One of the lessons from this is that it is possible to make causal conclusions from observational data and assumptions on causal mechanisms. Indeed, it is not possible to make causal conclusions without assumptions on causal mechanisms. Even randomized trials require the assumption that the randomizing mechanism is independent of the effects.
Simpson’s paradox occurs when considering subpopulations gives different conclusions than considering the population as a whole. This is a case where different conclusions are drawn from the same data, depending on an underlying causal model.
Consider the following (fictional) dataset of 1000 students, 500 of whom were using a particular method for learning a concept (the treatment variable $T$), and whether they were judged to have understood the concept (evaluation $E$) for two subpopulations (one with $C=true$ and one with $C=false$):
$C$ | $T$ | $E=true$ | $E=false$ | Rate |
---|---|---|---|---|
$true$ | $true$ | 90 | 10 | $90/(90+10)=90\%$ |
$true$ | $false$ | 290 | 110 | $290/(290+110)=72.5\%$ |
$false$ | $true$ | 110 | 290 | $110/(110+290)=27.5\%$ |
$false$ | $false$ | 10 | 90 | $10/(10+90)=10\%$ |
where the integers are counts, and the rate is the proportion that understood ($E=true$). For example, there were 90 students with $C=true$, $T=true$, and $E=true$, and 10 students with $C=true$, $T=true$, and $E=false$, and so 90% of the students with $C=true$, $T=true$ have $E=true$.
For both subpopulations, the understanding rate for those who used the method is better than for those who didn’t use the method. So it looks like the method works.
Combining the subpopulations gives
$T$ | $E=true$ | $E=false$ | Rate |
---|---|---|---|
$true$ | 200 | 300 | $200/(200+300)=40\%$ |
$false$ | 300 | 200 | $300/(300+200)=60\%$ |
where the understanding was better for the students who didn’t use the method.

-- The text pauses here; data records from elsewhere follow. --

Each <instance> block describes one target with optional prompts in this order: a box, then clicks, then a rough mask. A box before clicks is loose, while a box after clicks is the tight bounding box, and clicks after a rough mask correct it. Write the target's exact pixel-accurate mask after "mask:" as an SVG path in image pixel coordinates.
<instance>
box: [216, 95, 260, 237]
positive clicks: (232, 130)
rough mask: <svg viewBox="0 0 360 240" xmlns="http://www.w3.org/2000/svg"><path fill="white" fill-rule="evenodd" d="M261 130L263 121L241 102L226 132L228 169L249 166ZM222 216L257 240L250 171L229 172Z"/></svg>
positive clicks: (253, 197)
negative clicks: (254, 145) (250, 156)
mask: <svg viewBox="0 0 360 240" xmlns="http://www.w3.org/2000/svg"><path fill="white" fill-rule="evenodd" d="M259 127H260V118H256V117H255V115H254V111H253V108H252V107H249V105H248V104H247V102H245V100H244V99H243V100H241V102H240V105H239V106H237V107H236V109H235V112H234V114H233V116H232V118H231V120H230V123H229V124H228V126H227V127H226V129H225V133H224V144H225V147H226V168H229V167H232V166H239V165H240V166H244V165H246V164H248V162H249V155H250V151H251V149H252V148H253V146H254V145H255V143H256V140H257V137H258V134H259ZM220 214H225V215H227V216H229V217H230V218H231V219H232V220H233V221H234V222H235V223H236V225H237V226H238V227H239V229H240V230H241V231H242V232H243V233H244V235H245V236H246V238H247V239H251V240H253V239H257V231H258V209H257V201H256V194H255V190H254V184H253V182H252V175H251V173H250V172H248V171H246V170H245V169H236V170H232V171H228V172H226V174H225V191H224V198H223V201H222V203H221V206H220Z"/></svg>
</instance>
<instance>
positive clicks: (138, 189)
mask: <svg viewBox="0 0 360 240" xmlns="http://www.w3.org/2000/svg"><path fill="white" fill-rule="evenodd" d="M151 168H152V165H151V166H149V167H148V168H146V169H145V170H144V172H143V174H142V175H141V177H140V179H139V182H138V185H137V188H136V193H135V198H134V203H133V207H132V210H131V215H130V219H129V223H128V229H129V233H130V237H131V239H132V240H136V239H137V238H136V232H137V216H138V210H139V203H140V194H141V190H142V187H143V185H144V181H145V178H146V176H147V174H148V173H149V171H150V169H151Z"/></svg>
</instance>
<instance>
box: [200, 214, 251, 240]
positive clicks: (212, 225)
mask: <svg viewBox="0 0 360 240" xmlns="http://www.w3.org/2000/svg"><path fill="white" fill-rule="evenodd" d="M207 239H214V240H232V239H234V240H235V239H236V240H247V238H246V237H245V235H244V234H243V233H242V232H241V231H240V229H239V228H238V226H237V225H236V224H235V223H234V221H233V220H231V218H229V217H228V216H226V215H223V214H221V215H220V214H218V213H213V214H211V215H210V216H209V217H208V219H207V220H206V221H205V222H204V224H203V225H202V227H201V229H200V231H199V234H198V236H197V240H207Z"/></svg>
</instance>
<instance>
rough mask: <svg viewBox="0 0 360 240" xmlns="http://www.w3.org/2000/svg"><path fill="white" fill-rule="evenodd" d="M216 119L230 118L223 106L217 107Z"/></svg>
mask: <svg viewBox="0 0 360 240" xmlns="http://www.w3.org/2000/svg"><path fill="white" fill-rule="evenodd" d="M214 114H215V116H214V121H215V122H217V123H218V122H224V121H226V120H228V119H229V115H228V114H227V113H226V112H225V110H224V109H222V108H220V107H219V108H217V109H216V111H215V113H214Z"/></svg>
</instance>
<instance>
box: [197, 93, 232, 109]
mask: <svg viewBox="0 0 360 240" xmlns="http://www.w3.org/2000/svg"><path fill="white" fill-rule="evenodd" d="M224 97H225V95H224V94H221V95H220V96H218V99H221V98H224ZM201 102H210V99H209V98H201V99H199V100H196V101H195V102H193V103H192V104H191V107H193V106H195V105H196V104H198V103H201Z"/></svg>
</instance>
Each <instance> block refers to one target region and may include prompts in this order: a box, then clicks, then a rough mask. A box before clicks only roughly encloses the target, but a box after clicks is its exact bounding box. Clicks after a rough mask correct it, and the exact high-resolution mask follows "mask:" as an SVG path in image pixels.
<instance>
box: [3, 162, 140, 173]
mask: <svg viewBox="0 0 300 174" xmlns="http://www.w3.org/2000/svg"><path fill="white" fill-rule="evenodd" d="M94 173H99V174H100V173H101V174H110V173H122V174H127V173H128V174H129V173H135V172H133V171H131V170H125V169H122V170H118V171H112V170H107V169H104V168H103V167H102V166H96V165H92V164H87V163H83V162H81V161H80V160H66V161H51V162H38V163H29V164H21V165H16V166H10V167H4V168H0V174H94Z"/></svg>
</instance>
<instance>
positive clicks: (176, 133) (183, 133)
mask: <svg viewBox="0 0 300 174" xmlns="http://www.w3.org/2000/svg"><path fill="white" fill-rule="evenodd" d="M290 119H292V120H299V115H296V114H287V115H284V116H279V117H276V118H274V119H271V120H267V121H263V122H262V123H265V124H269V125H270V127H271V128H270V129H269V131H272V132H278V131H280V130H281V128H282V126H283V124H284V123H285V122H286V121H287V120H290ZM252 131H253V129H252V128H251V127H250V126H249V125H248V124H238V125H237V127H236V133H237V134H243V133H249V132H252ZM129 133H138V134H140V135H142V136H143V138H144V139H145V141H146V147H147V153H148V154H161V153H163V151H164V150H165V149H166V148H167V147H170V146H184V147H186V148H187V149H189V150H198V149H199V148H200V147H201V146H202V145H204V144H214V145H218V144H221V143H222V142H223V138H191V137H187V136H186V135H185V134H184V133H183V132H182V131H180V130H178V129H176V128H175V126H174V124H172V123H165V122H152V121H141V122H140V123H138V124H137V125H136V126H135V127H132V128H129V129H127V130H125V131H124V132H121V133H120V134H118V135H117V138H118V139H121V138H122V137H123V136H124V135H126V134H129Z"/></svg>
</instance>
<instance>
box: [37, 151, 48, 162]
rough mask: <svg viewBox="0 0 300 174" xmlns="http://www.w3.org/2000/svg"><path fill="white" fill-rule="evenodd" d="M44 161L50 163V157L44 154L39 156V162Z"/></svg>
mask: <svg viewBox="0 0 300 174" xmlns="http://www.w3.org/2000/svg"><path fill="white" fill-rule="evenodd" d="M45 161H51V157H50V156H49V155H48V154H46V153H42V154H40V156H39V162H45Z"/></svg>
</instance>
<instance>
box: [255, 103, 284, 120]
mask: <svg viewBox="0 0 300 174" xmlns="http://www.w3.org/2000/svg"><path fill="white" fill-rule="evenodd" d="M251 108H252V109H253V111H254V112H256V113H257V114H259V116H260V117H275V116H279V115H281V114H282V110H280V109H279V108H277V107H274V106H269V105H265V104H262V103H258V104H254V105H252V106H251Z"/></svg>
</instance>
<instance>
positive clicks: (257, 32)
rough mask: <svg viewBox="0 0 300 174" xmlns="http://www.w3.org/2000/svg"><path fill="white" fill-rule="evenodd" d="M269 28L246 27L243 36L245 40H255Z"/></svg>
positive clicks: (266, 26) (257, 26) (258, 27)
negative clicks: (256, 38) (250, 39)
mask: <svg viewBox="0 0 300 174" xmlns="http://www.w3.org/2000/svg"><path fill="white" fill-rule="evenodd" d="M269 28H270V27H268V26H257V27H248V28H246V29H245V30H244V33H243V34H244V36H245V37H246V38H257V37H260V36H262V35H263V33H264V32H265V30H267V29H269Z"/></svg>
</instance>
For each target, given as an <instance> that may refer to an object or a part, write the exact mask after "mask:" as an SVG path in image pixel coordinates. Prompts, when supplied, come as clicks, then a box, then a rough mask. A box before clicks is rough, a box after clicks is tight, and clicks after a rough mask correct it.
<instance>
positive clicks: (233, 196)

For making decisions for a student, it isn’t clear whether it is better to determine whether the condition is true of the student, in which case it is better to use the method, or to ignore the condition, in which case it is better not to use the method. The data doesn’t tell us which is the correct answer.
In the previous example, the data does not specify what to do. You need to go beyond the data by building a causal model.
In Example 11.9, to make a decision on whether to use the method, consider whether $C$ is a cause for $T$ or $T$ is a cause of $C$. Note that these are not the only two cases; more complicated cases are beyond the scope of this book.
In Figure 11.9(a), $C$ is used to select which treatment was chosen (e.g., $C$ might be the student’s prior knowledge). In this case, the data for each condition is appropriate, so based on the data of Example 11.9, it is better to use the method.
In Figure 11.9(b), $C$ is a consequence of the treatment, such as whether the students learned a particular technique. In this case, the aggregated data is appropriate, so based on the data of Example 11.9, it is better not to use the method.
The best treatment is not only a function of the data, but also of the assumed causality.